You want to be a great leader, right? Of course, you do! So, how many of these "great leader qualities" can you honestly claim to have "mastered" right now? How many are a work in progress? And those that are left? Well, the first step to becoming a better leader is an honest evaluation. So, here goes.

Great leaders—

  • know their strengths and weaknesses
  • prioritize skillset development
  • pursue excellence in themselves and others
  • listen as much, if not more, than they talk
  • are present, on the scene, in the mix
  • practice an "open door" policy that welcomes and encourages the sharing of ideas as well as concerns
  • embrace strategic thinking
  • welcome and prioritize innovation
  • refuse to be stuck in the past while still being mindful of lessons learned from the past
  • nurture members of the team toward personal growth
  • consistently build up individuals, encouraging them to reach their potential
  • are tuned in to the leadership qualities in others and guide their development
  • recognize passion and tap into it to inspire commitment
  • applaud the team and give credit where credit is due
  • speak highly of team members in front of others
  • know when and how to have fun

Both good and great leaders can strive to do and be better. Improvement in these three key areas will elevate any leader's stock.
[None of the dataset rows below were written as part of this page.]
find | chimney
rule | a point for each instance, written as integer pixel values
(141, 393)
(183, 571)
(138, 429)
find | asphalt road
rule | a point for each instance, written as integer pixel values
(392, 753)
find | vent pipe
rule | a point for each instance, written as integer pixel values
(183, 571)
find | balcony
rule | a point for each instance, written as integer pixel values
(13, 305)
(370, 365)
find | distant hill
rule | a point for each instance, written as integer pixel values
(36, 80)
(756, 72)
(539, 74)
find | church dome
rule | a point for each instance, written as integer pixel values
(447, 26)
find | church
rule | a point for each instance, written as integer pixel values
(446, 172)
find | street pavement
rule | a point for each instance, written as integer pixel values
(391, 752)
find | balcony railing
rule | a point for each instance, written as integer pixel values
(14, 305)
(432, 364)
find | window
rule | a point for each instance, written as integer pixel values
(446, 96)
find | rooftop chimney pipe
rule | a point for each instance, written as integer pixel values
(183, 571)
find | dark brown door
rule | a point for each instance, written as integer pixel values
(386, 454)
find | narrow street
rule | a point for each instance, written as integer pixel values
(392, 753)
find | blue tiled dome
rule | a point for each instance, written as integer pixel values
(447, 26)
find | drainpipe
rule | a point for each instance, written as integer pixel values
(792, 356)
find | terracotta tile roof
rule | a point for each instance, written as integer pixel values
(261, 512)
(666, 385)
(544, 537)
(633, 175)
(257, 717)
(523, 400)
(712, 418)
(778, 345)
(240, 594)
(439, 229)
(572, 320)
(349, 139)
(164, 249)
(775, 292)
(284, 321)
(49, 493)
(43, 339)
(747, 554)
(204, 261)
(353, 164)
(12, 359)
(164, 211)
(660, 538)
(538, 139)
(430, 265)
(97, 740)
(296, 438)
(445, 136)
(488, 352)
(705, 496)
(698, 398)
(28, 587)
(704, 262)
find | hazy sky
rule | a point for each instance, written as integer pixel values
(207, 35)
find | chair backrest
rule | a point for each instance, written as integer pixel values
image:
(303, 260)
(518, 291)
Communicate realistic and clear expectations. Little frustrates employees more than a reprimand for something their leader failed to communicate clearly. Don't leave things to unspoken assumptions or "common sense" that requires a detailed explanation, nor fail to meet an unrealistic expectation. Ensure shared goals aren't ambiguous or missing the "how" component. Morale will plummet if leadership does not recognize these troubling scenarios and find a resolution.

Learn how to handle failure. Failure happens to everyone. Even the most successful among us have experienced failure. It's how we manage it that matters, and that's especially true of leaders. Exploding anger or finger pointing will alienate the team and likely create division. Instead, leaders must accept any responsibility due to them and identify a path forward with input from the team. Yes, accountability is necessary, but often it's best coupled with a measure of grace.

Learn how to coach your people. It's incredible the lengths people will go to and the heights they will reach when they feel supported, encouraged, and valued. That unique combination of knowing someone is "in your corner" who values your unique perspective and feedback is an incredible motivator. Strive to be that "coaching" type of person for those under you. You will both be the better for it.

Don't settle for being a good leader when being a great leader is within your grasp.